The treatment of both the bronchoconstriction and inflammatory aspects of asthma simultaneously by a single pressurized metered dose inhaler (pMDI) represents a significant advance in convenience to the patient. However, a valved holding chamber (VHC) may still be needed to reduce the coarse component of the dose that is likely to deposit in the oropharyngeal region, and a small sized device may offer significant advantages to the patient from the standpoint of compliance with therapy. VHCs representing small (adult AeroChamber Plus™ with mouthpiece, 149-mL) and large (Volumatic™, 750-mL) devices have been compared in an in vitro evaluation with Seretide^®/Advair™ (hydro-fluoro alkane [HFA]-formulated fluticasone propionate [FP = 125 μg/dose] and salmeterol xinafoate [SX = 25 μg/dose]) by Andersen Mark-II eight-stage impactor operated at 28.3 L/min following compendial methodology.
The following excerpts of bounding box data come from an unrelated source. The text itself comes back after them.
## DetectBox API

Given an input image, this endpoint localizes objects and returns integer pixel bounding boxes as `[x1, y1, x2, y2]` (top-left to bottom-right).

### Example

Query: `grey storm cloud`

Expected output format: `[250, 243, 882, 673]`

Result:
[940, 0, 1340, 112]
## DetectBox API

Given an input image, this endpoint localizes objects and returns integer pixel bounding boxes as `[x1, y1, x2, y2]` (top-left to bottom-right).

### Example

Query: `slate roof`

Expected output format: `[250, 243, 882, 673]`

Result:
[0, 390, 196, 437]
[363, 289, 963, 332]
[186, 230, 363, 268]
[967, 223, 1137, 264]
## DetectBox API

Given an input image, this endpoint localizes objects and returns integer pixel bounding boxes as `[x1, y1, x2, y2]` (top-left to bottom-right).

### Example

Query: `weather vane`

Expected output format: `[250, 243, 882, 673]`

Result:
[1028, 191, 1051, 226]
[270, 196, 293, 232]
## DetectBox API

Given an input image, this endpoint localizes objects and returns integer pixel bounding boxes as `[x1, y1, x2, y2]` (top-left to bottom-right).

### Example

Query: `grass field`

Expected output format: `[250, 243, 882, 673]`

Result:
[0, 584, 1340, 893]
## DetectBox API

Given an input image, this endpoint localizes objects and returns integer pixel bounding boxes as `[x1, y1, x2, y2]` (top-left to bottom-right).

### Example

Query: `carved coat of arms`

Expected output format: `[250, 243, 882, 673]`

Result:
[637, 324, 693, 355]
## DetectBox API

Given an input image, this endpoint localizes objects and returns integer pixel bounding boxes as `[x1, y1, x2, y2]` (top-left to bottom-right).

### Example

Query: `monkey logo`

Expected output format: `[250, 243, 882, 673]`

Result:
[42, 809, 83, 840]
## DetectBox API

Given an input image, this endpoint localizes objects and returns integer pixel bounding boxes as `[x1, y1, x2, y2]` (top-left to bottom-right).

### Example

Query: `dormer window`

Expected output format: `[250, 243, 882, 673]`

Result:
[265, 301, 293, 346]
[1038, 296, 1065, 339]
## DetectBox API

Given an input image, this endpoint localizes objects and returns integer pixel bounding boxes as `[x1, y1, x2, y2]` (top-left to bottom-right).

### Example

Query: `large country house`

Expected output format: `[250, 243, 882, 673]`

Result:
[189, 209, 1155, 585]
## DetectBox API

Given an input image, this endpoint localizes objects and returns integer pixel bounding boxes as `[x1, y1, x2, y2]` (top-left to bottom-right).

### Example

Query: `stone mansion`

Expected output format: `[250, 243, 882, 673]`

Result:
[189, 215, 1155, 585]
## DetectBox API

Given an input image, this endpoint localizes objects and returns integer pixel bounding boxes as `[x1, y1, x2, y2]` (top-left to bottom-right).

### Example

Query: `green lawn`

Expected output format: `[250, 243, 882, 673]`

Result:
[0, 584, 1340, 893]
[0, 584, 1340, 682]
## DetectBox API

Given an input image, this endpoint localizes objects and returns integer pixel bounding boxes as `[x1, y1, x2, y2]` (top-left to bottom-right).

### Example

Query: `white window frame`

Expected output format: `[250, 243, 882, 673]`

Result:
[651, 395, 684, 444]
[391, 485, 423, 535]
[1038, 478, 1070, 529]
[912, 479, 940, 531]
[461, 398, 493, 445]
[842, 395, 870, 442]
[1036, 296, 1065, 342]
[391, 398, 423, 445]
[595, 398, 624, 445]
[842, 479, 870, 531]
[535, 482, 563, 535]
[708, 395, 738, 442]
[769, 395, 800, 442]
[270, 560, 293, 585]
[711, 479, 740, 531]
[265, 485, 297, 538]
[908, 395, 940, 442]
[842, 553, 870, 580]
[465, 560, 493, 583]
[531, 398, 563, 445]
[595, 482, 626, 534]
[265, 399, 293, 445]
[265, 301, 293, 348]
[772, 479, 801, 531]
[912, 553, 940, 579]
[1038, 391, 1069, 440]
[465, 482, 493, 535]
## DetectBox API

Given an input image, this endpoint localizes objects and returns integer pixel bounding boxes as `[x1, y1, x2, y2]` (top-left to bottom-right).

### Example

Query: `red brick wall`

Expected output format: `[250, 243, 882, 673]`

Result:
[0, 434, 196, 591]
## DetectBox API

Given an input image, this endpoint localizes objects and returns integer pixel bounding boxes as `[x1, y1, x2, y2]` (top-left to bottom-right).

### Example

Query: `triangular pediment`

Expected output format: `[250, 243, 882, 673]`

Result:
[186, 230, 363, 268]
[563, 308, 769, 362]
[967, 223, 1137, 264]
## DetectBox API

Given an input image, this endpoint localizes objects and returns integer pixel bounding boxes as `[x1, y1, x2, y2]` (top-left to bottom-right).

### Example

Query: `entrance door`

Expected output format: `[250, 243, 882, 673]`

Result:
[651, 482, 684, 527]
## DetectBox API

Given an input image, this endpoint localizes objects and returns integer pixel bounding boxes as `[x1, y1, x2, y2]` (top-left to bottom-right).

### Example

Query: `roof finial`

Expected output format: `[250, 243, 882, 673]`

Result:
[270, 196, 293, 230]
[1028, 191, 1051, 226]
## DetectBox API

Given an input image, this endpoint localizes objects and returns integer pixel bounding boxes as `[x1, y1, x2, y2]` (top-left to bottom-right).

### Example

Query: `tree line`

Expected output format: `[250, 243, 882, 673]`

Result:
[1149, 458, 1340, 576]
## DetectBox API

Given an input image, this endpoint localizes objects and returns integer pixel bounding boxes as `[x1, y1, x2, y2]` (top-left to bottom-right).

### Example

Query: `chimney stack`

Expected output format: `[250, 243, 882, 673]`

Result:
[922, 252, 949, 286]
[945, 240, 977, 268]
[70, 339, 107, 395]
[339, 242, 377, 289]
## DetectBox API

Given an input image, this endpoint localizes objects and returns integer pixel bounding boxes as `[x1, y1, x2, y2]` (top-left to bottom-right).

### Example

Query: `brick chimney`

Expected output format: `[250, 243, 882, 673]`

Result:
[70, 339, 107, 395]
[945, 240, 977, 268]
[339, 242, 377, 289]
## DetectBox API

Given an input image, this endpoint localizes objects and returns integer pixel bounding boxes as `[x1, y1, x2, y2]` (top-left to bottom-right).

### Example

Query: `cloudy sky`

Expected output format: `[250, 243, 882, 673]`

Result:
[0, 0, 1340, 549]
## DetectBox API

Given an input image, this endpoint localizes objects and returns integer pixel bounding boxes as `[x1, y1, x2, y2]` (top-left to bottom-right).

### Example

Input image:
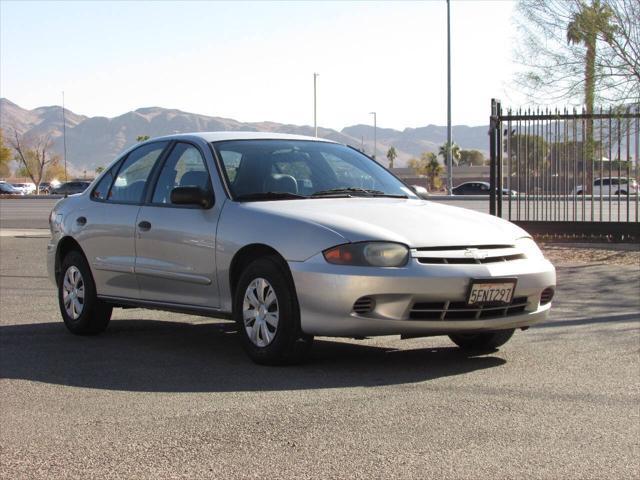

Fine particle fraction, based on the size range from 1.1 to 4.7 μm aerodynamic diameter, from either large or small VHCs with either component (69-79%) was similar [p ≥ 0.08], and significantly greater than that from the pMDI alone (approximately 40%) [p < 0.001]. Fine particle dose emitted by the VHCs for SX (8.2 ± 0.8 μg for the AeroChamber Plus™ and 7.7 ± 0.5 μg for the Volumatic™) were comparable, and also similar to the fine particle dose delivered by the pMDI when used without a VHC (7.6 ± 0.6 μg). Fine particle doses for the FP component delivered by the two VHCs (46.4 ± 3.4 μg for the AeroChamber Plus™ and 46.3 ± 2.7 μg for the Volumatic™) were equivalent, but were slightly greater than the corresponding fine particle dose from the pMDI alone (39.1 ± 2.6 μg). However, this difference (approximately 20%) is close to the limit of resolution based on intermeasurement variability and is unlikely to have clinical significance, given the interpatient variability seen with inhaled drug therapy. It is therefore concluded that either of these VHCs has equivalent in vitro performance with this combination formulation in terms of the portion of the dose emitted from the pMDI that is likely to reach the receptors in the lungs.